Friday, March 5, 2010

Counter-trend trades after NFP

If you read my post from yesterday, you know that fading moves is the only way to trade with consistency. Today, NFP surprised to the upside printing -36k, causing a huge rally in stocks. I usually fade all news and today was not an exception, however it resulted in a loss, because I miscalculated my entry (I wasn't looking at my H1 charts because I had too many other windows opened :/). Anyway, G/J rallied 250 pips after the announcement. Seeing this big move, we would be looking to short it at strong S/R levels. I took two short trades here.

First, we had a hourly resistance at 136.73, quite obvious from the hourly chart. I didn't take this trade, but it would have been good for 20 pips. Second, we had a beautiful bounce at 137.00 (round number), good for 40+ pips (I got out after 20).


Third trade was on G/U, when they faked a breakout above 1.5130 (hourly resistance) and then sold off like there's no tomorrow. (I managed a +2 trade here, because I wanted to get out quickly and avoid extra risk).


Notice how a 20 pip stop was a safe play in all three cases. Now seeing this huge move to the upside, how many of us would consider going against it? Probably not many. However, even in these crazy market conditions, fading over-extended moves is a usable strategy. Buying the strength today would have made money, but only because we a had strong intraday trend in place. On most days, no such things happen.

-Tyler

Thursday, March 4, 2010

Intraday trend trading is a fallacy

Last summer, my trading consisted of fading all strong moves at major S/R levels and quickly getting out with 5-20 pips of profit. Risking 2% on a 20 pip stoploss, I was able to achieve 3-10% daily increase in my capital. I took my 1000 dollar account to 4000 in about 2.5 months. This was a live account, not a demo.

Then one day, the market decided to trend strongly (several hundred pips on E/U) and I realized that I want to be trading with the trend, i.e. getting in on pullbacks and riding the whole thing. I created a simple trend-following strategy based on moving averages and it worked as long as the market was trending. I was able to achieve some profit with this, but only for a short period of time. Two weeks later, the market stopped trending (surprise?) and my gains evaporated. I can attribute this to bad money management too, since I was trying to scale into positions (i.e. add to losing positions).

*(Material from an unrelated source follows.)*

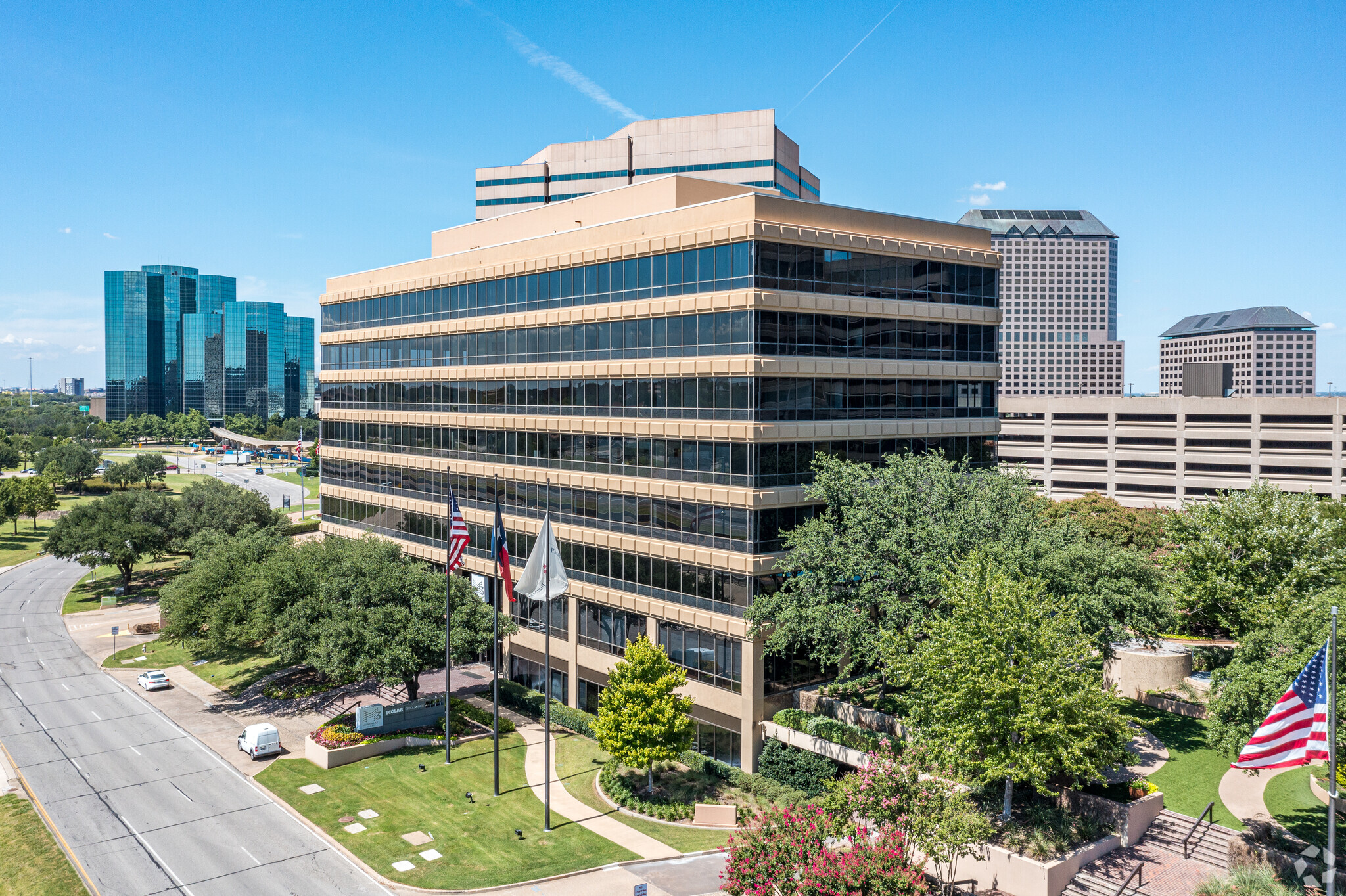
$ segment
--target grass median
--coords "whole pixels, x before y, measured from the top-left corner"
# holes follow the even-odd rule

To make the long story short, I lost all of my gains by trying to trade with the trend, because the trends ceased to exist. The market was ranging again, bouncing off of everything and taking money from naive traders like me.

Meanwhile, all counter-trend strategies worked like a charm. Finding intraday s/r levels and banking quick pips proved to be the most consistent strategy I've ever seen. Round numbers, pivot points, highs/lows, etc. After an over-extended move (also referred to as oversold/overbought market conditions), the price simply has to correct. Why? Because the people who made it move will be getting out of their positions, hence moving the price the other way.

Two weeks ago, I met a professional equities trader, whose personal account is over one million dollars. The guy has been on CNBC and has been trading for over 10 years. He trades intraday and in short, he fades all moves. In other words, he couldn't care less about intraday trends, he just fades it. The more extended it becomes, the more it retraces. This is exactly what I was doing last summer, except I was picking my entries more precisely.

Same thing works for what most people fear the most. News. I remember an NFP announcement last summer, during which I made over 100 pips by fading a 150 pip spike on G/J. Just wait for a strong S/R level and fade the move. Simple.

To conclude, I decided to completely abandon intraday trend trading and play only the bounces. Given that the market ranges 80% of the time, I am determined to repeat my fantastic gains from last summer.